There are plenty of things that run perfectly well when unstressed.  For
example, 32-bit zfs runs *perfectly* well, unless you try to rsync the
whole filesystem...  in which case it panics the kernel.

> I would expect that any FS will *sometimes* have a problem fixing it's
> FS after a power loss unless you use journally on the data as well as
> the FS info. Perhaps in your testing you either didn't enable the
> correct journalling options, or found that particular corner case.
> Perhaps next time it happens jfs/xfs might hit their corner cases.

This doesn't ring true nor does it match the results of my testing.  I
didn't tune any file systems.  xfs and jfs were resilient to simple power
fail situations, reiserfs was not.  You can speculate that xfs and jfs may
contain the same flaws but some kind of blind luck kept them working
properly, but it seems *really* unlikely.

Further, simply "running" a filesystem is not the same as testing and
recovering it.  It's certainly possible to have run a FAT filesystem under
Windows 3.1 for 20 years.  This doesn't make it a robust choice.

> My understanding of reiserfs development is that it is stable, and being
> in the linux tree, is maintained.

Stable development and being a stable filesystem aren't the same thing,
naturally.

> However, while I liked reiserfs a lot, I've recently found that support
> for it is declining (can't even select it as a FS option when installing
> some new OS's), and that other FS's offer a lot of the same performance
> features, thus making reiserfs somewhat obsolete. It would be nice to
> see some real performance benchmarks with reiserfs and jfx/xfs but I
> can't really be bothered, and probably neither is anyone else.

For my part, I didn't bother because it didn't pass the "stable" hurdle. 
It doesn't matter how fast it is if it can't preserve the data intact.

Frankly, it was the only FS that didn't, which included ext3 -- again,
I'll stress the fact that I actually tested them, I didn't just trust that
everything was intact.

> I expect
> reiserfs will eventually go away, and as such I'm migrating away from it
> as my systems are retired/etc (but it will be in use for a long time as
> it isn't easy to format and restore or migrate large amounts of data...)

> I don't mean to disparage xfs/jfs or any testing anybody has done, just
> wanted to share my personal experiences.

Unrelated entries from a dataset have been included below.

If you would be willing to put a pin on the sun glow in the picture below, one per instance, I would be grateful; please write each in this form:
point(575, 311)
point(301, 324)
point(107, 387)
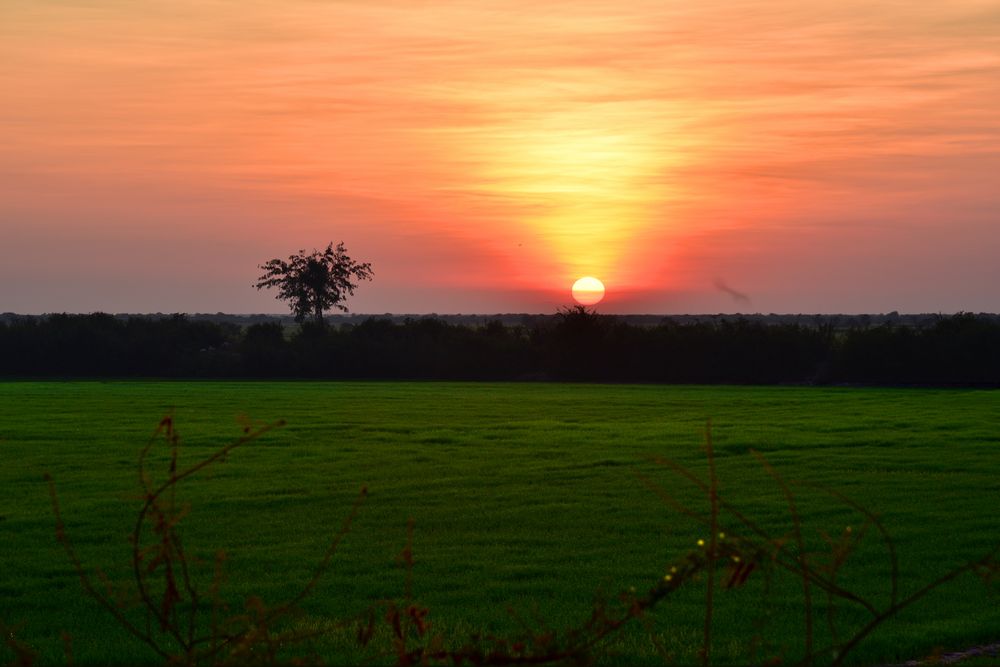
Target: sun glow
point(588, 291)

Since you don't appear to be arguing that people actually use reiserfs,
you're speculating that xfs/jfs contain flaws without any apparent
evidence, and your personal experiences don't appear to include testing,
I'm not really sure where you're going with this.

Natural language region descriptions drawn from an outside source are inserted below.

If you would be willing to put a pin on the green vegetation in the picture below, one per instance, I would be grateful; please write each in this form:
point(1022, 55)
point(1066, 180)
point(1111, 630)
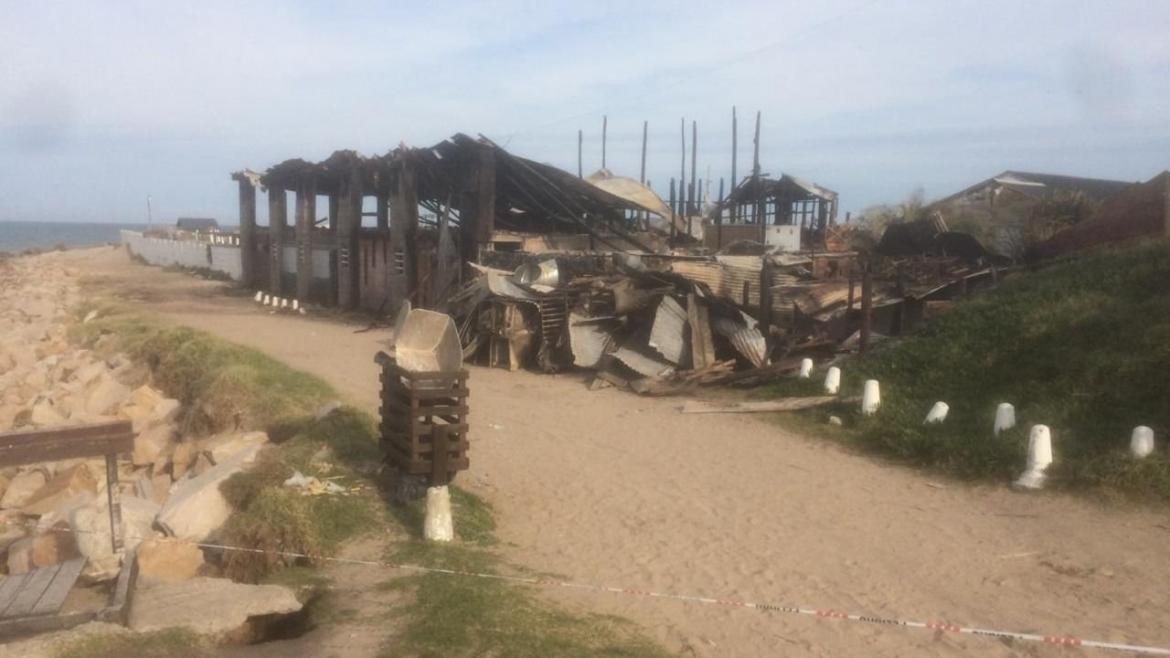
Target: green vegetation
point(224, 385)
point(462, 616)
point(1082, 347)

Due to time constraints, I didn't do a great many trials, but I'll give
you an idea of what my testing entailed:

On a 7-drive array (5+2 RAID), make a new filesytem, and point the
BackupPC pool at it.
A script runs that uses X10 to physically power down the box once it
senses the presence of a test file.  This script is used for both the
initial backup and the link phase, both of which are restarted once during
the trial.  (This script was originally timed to power down one hour into
the backup, but since the backups ran at different speeds on the
filesystems, it seemed likely that the backups would be at different
points.  To avoid corner cases, they were powered down while backing up
the exact same file.)

The pool is then compared (via rsync) to the test box; everything should
be identical.

xfs/jfs performed flawlessly, as did ext4, and ext3
reiserfs suggested fsck and --rebuild-tree on one run, lost a directory on
another run, and had crosslinked files on another.  (Another few runs had
no problems.)

After all this, I ran time trials on the xfs/jfs/ext4/ext3 for backup and
linking.  I didn't bother with reiserfs, for the above reasons.

The differences between xfs and jfs weren't significant, but ext4/3 was
significantly slower, apparently due to the link.  (Were I to do it again,
I'd distinguish between the backup and the link phases, which I did not.)